最高の一日の始め方 朝一番にクロードを見ると、その日は良い一日になる。昨日抱き合ったままの腕を枕にして眠る彼を。
(……かわいいな)
俺より少し薄く、しかしよく鍛えられた胸筋が息を吸う度に上下する。少し下に目をずらせば、つきにくい筋肉を無理につけたような、引き締まった綺麗な曲線が描かれている。決定的な所は真っ白な布団に隠れているが、浅黒い彼の肌との対比がまた煽情的でいい。
こうやって少し体を起こして見ていると、離れるなと言いたげに少し唸って体を寄せてくれる。これも毎朝の事だが、無意識に俺を求めてくれるのがうれしい。ここにいるから大丈夫と抱きしめ返すと、また嬉しそうにもう一度、少し高く唸る。寝言もかわいいが、これがたまらなくかわいい。
薄い頬や唇、昨晩の涙が固まった目じりを撫でる、整髪剤を落とす間も惜しくまぐわったが、今はもうすべて垂れ落ちていて、幼げな顔立ちをさらに引き立てる。
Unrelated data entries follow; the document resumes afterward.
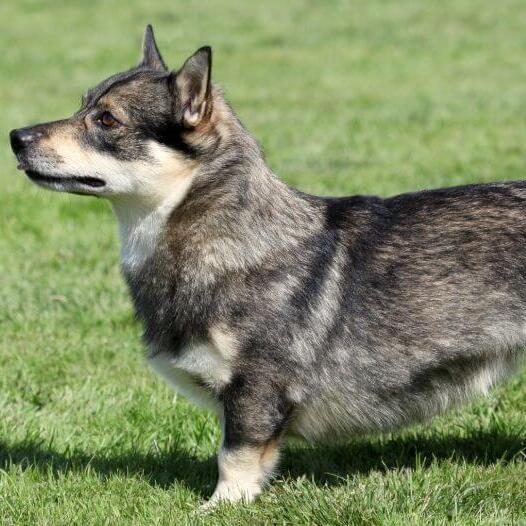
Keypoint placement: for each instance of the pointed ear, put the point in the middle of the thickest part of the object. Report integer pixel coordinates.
(151, 58)
(192, 83)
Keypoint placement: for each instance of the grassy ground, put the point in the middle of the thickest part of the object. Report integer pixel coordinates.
(374, 97)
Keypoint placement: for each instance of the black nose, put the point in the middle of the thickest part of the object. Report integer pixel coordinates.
(22, 137)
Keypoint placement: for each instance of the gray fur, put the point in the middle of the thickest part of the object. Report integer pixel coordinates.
(348, 314)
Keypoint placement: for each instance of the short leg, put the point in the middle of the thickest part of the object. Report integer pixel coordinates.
(254, 420)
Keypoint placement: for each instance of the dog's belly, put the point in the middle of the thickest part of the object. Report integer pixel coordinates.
(184, 381)
(343, 410)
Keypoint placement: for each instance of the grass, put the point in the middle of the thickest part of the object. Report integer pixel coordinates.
(374, 96)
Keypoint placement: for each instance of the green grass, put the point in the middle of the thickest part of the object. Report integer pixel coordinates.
(364, 97)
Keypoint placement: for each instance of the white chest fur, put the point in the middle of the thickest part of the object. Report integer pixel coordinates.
(183, 381)
(199, 370)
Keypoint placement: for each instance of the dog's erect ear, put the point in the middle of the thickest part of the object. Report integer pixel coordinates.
(151, 58)
(192, 85)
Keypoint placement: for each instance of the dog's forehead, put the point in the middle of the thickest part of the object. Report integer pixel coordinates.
(123, 85)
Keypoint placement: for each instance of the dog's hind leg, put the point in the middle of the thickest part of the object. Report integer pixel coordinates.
(252, 428)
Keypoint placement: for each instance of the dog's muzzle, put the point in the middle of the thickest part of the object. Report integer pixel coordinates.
(22, 138)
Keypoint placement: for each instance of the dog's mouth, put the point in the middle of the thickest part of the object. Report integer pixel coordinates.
(94, 182)
(58, 183)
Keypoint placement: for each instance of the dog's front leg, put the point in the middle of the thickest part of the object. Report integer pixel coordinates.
(254, 419)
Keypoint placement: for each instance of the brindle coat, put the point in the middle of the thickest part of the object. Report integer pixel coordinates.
(285, 312)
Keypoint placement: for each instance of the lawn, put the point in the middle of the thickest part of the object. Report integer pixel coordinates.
(365, 97)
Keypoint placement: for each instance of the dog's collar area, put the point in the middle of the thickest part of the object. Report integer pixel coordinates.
(94, 182)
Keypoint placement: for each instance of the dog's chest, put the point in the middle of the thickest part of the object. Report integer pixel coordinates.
(199, 372)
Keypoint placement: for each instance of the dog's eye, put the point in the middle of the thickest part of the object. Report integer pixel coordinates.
(107, 120)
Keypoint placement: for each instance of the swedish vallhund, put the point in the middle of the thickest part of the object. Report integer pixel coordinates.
(286, 313)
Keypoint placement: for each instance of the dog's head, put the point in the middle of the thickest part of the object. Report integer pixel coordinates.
(136, 133)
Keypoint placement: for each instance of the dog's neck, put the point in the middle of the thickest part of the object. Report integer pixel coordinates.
(141, 223)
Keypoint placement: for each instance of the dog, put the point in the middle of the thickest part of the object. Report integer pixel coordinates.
(286, 313)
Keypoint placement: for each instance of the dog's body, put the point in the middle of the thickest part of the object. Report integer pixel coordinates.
(282, 312)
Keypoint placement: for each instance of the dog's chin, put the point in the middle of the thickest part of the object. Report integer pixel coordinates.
(68, 183)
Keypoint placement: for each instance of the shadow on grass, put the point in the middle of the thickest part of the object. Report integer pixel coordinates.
(324, 464)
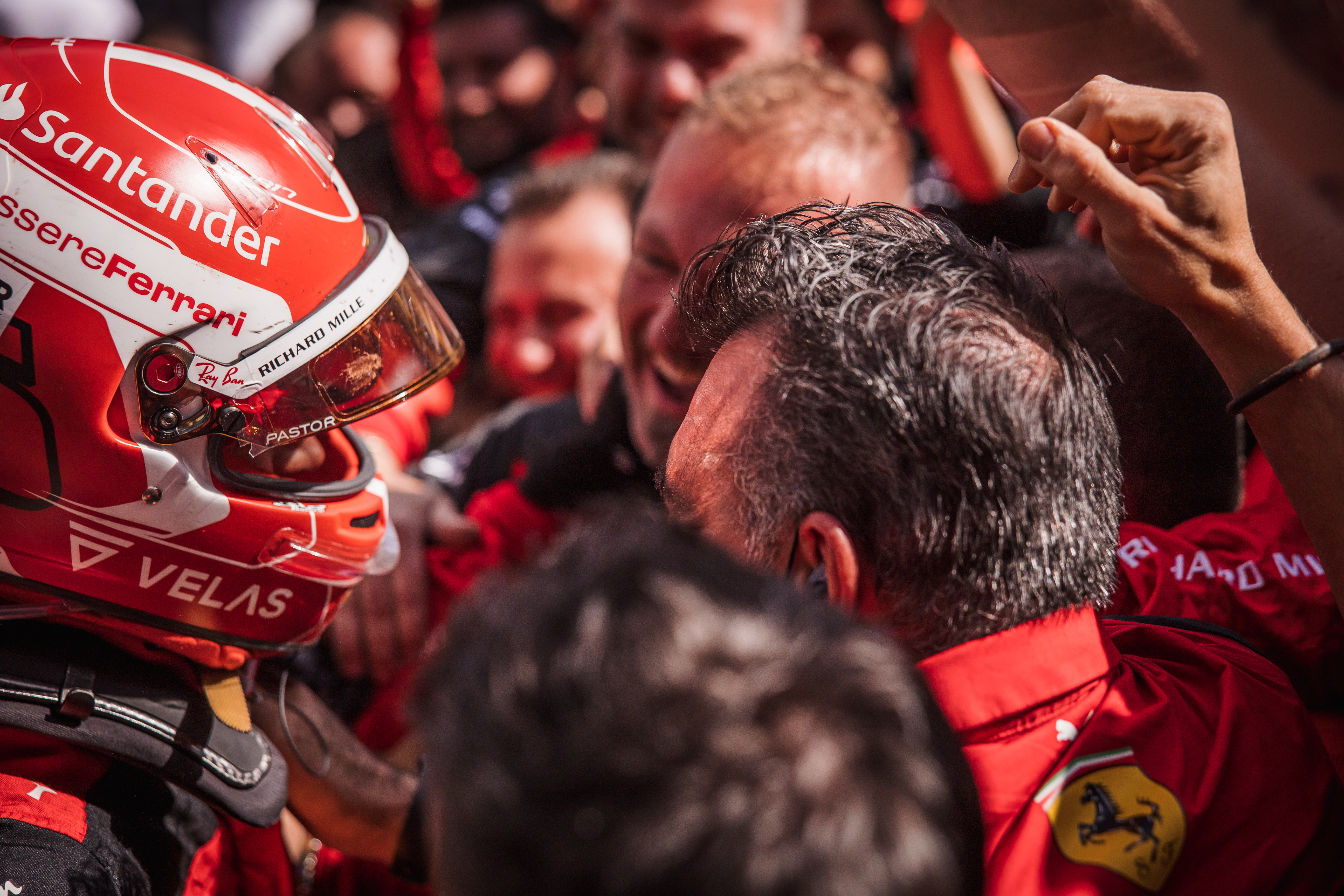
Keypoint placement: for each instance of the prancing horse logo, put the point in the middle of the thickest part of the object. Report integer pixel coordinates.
(1108, 819)
(1107, 812)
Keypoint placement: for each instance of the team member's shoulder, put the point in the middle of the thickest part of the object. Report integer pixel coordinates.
(54, 844)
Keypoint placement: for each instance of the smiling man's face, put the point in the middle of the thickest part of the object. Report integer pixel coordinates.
(695, 195)
(699, 485)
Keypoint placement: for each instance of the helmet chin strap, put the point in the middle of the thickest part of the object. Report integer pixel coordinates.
(41, 610)
(71, 686)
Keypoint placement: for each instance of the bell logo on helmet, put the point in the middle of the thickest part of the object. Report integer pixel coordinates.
(11, 107)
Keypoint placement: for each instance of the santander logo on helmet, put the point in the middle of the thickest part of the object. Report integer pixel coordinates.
(11, 105)
(185, 284)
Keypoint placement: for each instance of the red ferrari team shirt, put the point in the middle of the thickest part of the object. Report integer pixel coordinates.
(1116, 757)
(1253, 571)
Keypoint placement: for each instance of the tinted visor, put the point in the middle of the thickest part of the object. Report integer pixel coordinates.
(405, 346)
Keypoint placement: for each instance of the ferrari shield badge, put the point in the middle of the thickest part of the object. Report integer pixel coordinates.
(1104, 811)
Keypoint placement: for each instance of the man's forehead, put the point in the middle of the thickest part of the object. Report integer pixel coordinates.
(729, 385)
(697, 191)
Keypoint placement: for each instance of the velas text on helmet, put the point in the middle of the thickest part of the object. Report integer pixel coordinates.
(155, 193)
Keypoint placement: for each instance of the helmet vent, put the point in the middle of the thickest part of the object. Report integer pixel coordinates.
(244, 191)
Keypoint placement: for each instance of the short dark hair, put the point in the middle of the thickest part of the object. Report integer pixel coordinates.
(791, 107)
(1178, 449)
(546, 190)
(925, 391)
(642, 715)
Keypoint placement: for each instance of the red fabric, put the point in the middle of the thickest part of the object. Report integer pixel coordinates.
(240, 860)
(943, 112)
(1186, 718)
(569, 146)
(1259, 481)
(423, 147)
(405, 428)
(1253, 571)
(56, 763)
(339, 875)
(244, 860)
(34, 804)
(513, 530)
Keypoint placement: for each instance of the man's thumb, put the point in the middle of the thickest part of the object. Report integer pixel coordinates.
(1076, 166)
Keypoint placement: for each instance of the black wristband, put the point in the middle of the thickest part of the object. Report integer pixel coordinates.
(1292, 371)
(412, 860)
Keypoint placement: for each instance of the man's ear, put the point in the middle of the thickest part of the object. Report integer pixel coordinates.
(824, 542)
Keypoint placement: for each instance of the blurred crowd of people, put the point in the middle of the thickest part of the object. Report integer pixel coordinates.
(838, 494)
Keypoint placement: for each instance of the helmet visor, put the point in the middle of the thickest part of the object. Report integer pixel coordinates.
(404, 346)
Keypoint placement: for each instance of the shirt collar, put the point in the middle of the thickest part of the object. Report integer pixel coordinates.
(1007, 673)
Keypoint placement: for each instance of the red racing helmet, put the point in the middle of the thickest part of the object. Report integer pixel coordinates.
(187, 284)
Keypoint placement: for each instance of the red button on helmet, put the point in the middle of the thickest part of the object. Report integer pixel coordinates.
(186, 284)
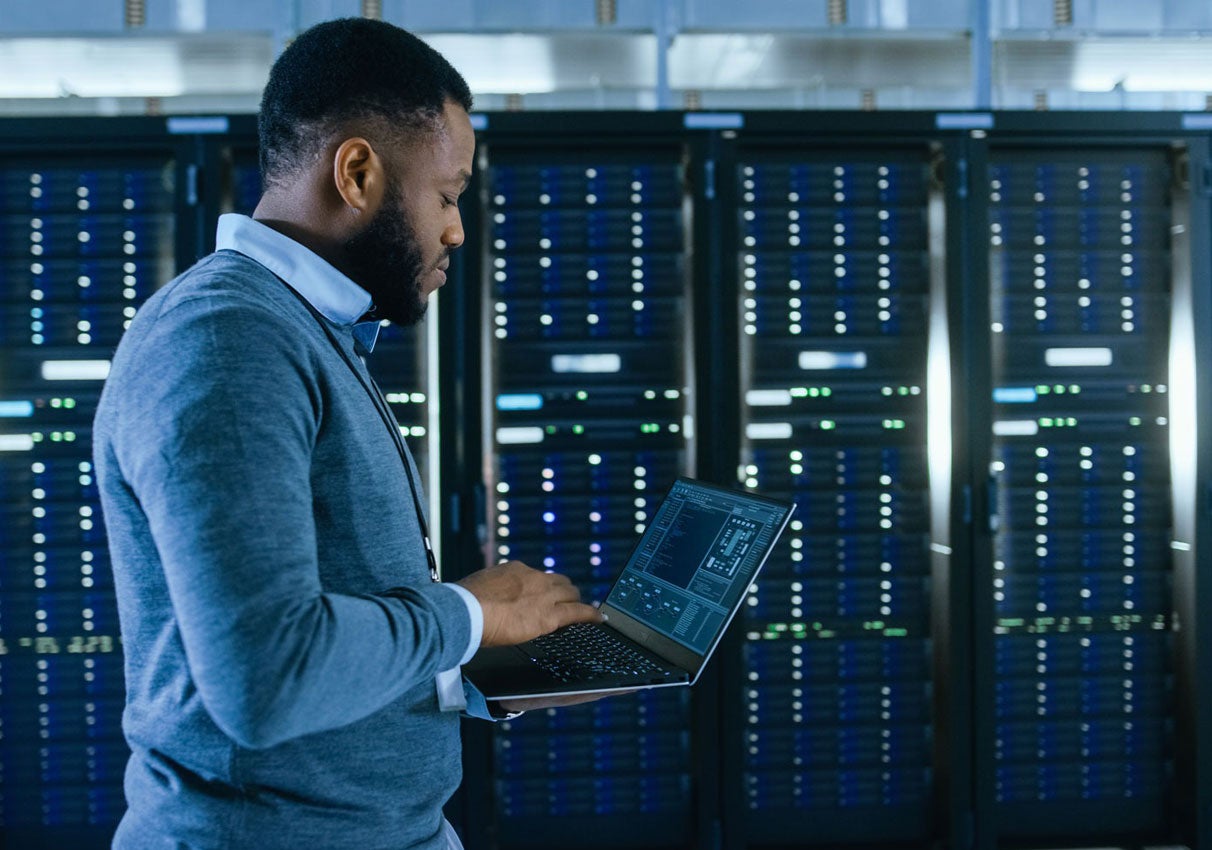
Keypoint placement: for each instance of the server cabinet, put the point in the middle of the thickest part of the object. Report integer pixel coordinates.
(87, 230)
(1081, 273)
(838, 260)
(587, 410)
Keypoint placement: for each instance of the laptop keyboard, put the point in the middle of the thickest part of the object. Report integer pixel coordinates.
(583, 651)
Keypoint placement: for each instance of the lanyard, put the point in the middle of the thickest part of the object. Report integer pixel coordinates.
(384, 411)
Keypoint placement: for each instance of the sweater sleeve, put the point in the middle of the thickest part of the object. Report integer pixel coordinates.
(219, 418)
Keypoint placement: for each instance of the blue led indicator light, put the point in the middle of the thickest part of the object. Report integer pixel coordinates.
(1015, 394)
(16, 410)
(520, 401)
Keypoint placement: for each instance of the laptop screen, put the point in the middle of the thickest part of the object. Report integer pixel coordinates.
(696, 562)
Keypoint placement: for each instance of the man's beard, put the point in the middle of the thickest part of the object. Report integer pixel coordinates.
(386, 261)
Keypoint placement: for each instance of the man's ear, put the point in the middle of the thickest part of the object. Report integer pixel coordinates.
(359, 176)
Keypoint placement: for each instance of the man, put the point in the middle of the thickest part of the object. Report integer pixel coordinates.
(291, 661)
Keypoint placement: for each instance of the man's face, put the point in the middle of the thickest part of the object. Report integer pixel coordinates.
(402, 254)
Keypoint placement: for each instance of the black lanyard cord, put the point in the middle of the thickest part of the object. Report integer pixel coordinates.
(384, 412)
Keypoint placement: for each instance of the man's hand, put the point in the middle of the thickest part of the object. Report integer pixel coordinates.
(521, 603)
(538, 702)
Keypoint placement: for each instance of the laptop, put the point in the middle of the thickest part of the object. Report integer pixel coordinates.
(681, 586)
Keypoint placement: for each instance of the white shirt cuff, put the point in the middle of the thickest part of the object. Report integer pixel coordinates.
(476, 614)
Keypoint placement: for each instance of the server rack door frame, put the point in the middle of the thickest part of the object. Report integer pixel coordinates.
(862, 138)
(569, 138)
(1034, 138)
(86, 816)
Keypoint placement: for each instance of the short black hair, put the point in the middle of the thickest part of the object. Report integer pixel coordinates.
(343, 70)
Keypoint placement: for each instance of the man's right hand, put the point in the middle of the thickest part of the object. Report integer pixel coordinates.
(521, 603)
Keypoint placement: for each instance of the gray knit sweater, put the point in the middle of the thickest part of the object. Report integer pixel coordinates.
(257, 508)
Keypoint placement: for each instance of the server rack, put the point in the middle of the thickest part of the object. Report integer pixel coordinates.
(87, 229)
(1088, 736)
(836, 250)
(987, 748)
(588, 416)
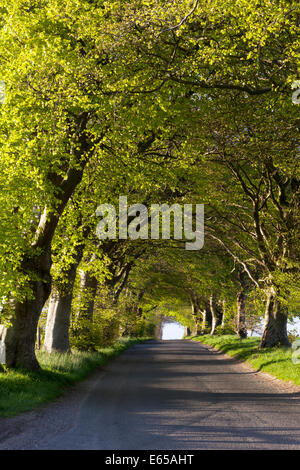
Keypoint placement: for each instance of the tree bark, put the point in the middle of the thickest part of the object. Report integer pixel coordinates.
(206, 318)
(241, 327)
(59, 312)
(275, 328)
(20, 338)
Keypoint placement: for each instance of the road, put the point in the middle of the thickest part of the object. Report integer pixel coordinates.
(167, 395)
ただ同時に、瞬きをしてもう一度見ると、今度は大人びた印象に早変わりするのだから、彼の魅力は一言に言いにくく、筆舌に尽くしがたい。
(……すきだな)
そんなことを思いながら彼の事を見つめていると、ふと目を覚ましたのか、もそもそと一度俺に強く抱き着く。伸びの代わりに小さくなる癖が彼にはあった。腰が痛むと言うように軽く撫でながら唸るのが、すこし年を感じられて良い。目をつむったまま、むぐむぐと瞬きをして、ゆっくりとその宝石が姿を見せる。朝日に良く輝く、綺麗な翡翠色の瞳。思わす食べてしまいたくなりそうなのを我慢して、代わりに瞼へ口付けた。
「おはよう」
「ん、おはよう、きょうだい……あんた、いつも早いなぁ」
「君の寝顔が見たいから」
「ふふ、そんなもの見たって、つまらんだろう」
「朝一番の至福の時間だ」
寝起きの彼はまだ頭が回っていないから、こういう直接的な言葉からもなかなか逃げられずに照れてしまう。あー、と少し枯れ気味の声で俺の胸元に顔を埋めた。「朝食、いけそうか?」
「ん……いや、動けないし、今日は抜くよ。俺の分まで食べてくれ」
「それじゃあ俺も、昼まで我慢する」
「おいおい、あんたまで無理する必要ないんだぜ?」
「朝食代わりに、君を食べるから平気だ」
そう真剣に伝えると、彼はにんまりと悪だくみをするような顔で「俺を食べても腹は膨れんぞ」と笑う。その学生時代かわらない、恐らく生まれた時からも変わらない表情も、またかわいい。
「美味しいごちそうというのは実際に腹へ入れなくても満足するものだ。君みたいな、絶品はとくに」
「……年寄りくさいなぁ、あんた」
「君もそこそこだ」
体を起こして覆いかぶさるように軽く口付けて、それから次第に深くしていく。彼の腰が動き始めるのを感じて口を離せば、今度はその表情が満足そうに蕩ける。目と口の端を緩めて、汗の一つでも落ちたら滲んでしまいそうなほど優しく。この世でいちばん好ましいその微笑に口をつけると、彼も乗り気で足を絡めてくれた。
ひとつの寝台で目が覚めて、目が合って、挨拶をして笑いあう。今日のように体まで交わせたなら、それは重畳。明日命が必ずあるとは言えないが、一日でも多く、この朝が迎えられたらいい。願わくば、永遠に。